Merchverkäufer-Suche via Facebook
Das letzte Konzert des Tages führte uns erneut in die Stadthalle. Die amerikanische Band Welshly Arms um Säger Sam Getz gab sich die Ehre. Ihre Heimat liegt in Cleveland im Bundesstaat Ohio. Diese Wurzeln bleiben sie auch in ihrer Musik treu. Blueslastiger, handgemachter und ehrlicher Rock ist ihre Handschrift. Bekannt geworden sind sie durch die Single Legendary, die man nicht nur im Radio rauf und runter hörte, sondern auch in Film und Fernsehen gefeatured wurde. Der riesige Erfolg hatte zur Folge, dass die Band von vier auf sechs Mitglieder gewachsen ist. Zwei zusätzliche Backroundsänger geben dem Sound noch mehr Breite und Tiefe, als ohnehin schon vorhanden ist. Zudem bringen die beiden mit ihrer witzigen Mimik und Gestik auch unheimlich Spaß auf die Bühne.
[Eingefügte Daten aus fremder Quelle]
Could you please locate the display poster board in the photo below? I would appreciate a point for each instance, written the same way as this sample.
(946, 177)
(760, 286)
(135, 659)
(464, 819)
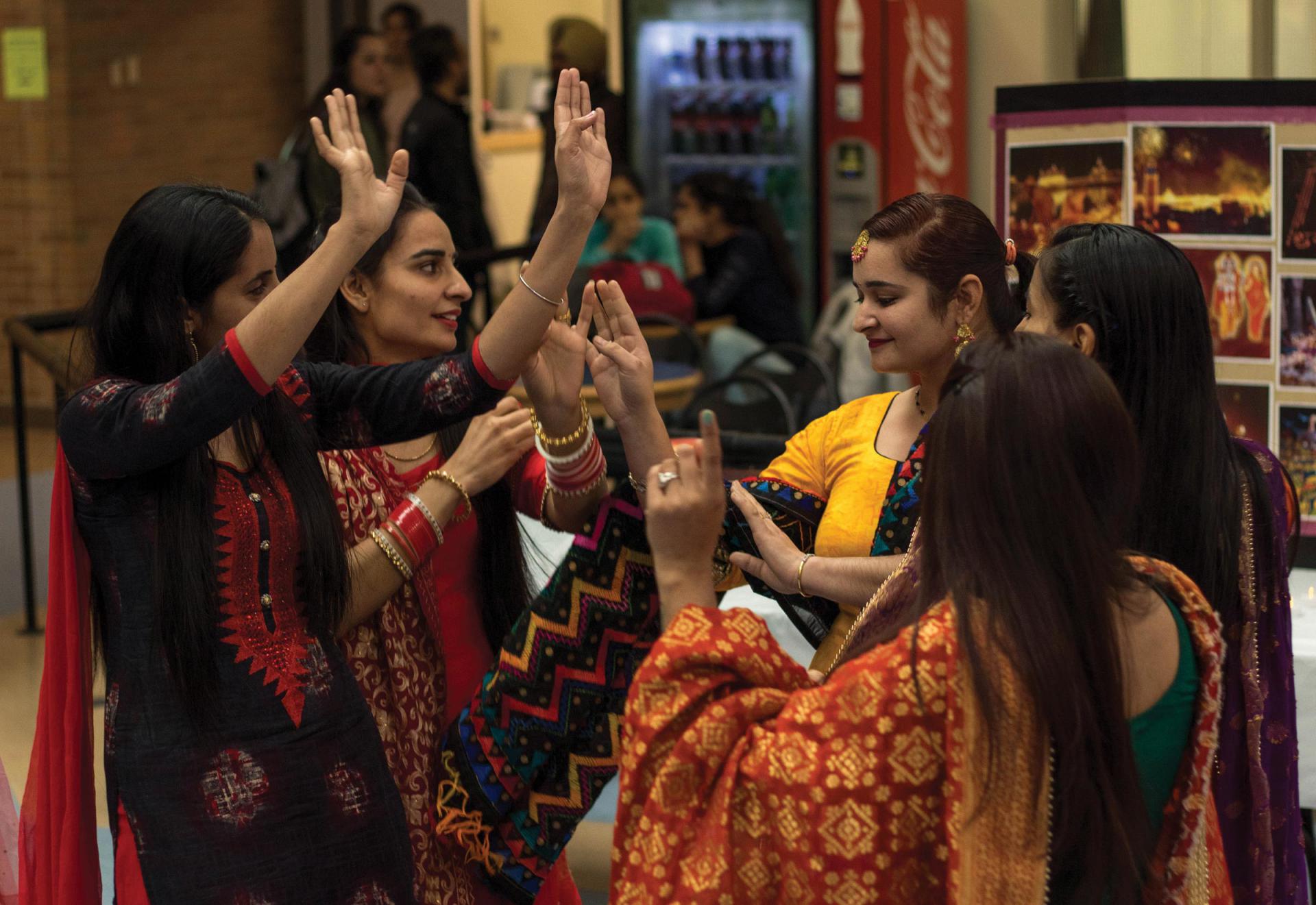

Witzig war auch der Facebook Aufruf vor der Show. So suchte die Band noch eine freiwillige Person, die für sie in Göttingen Merch verkaufte. Als Dank gab es Abhängen mit der Band vor der Show. Ob der Aufruf erfolgreich war ist allerdings nicht übermittelt. Die Band fühlte sich sichtlich wohl und war schwer von der Bühne zu bekommen. Mit ihren hervorragenden Live-Qualitäten schaffen sie es vielleicht selbst irgendwann in die in ihrer Heimat stehende Rock And Roll Of Fame.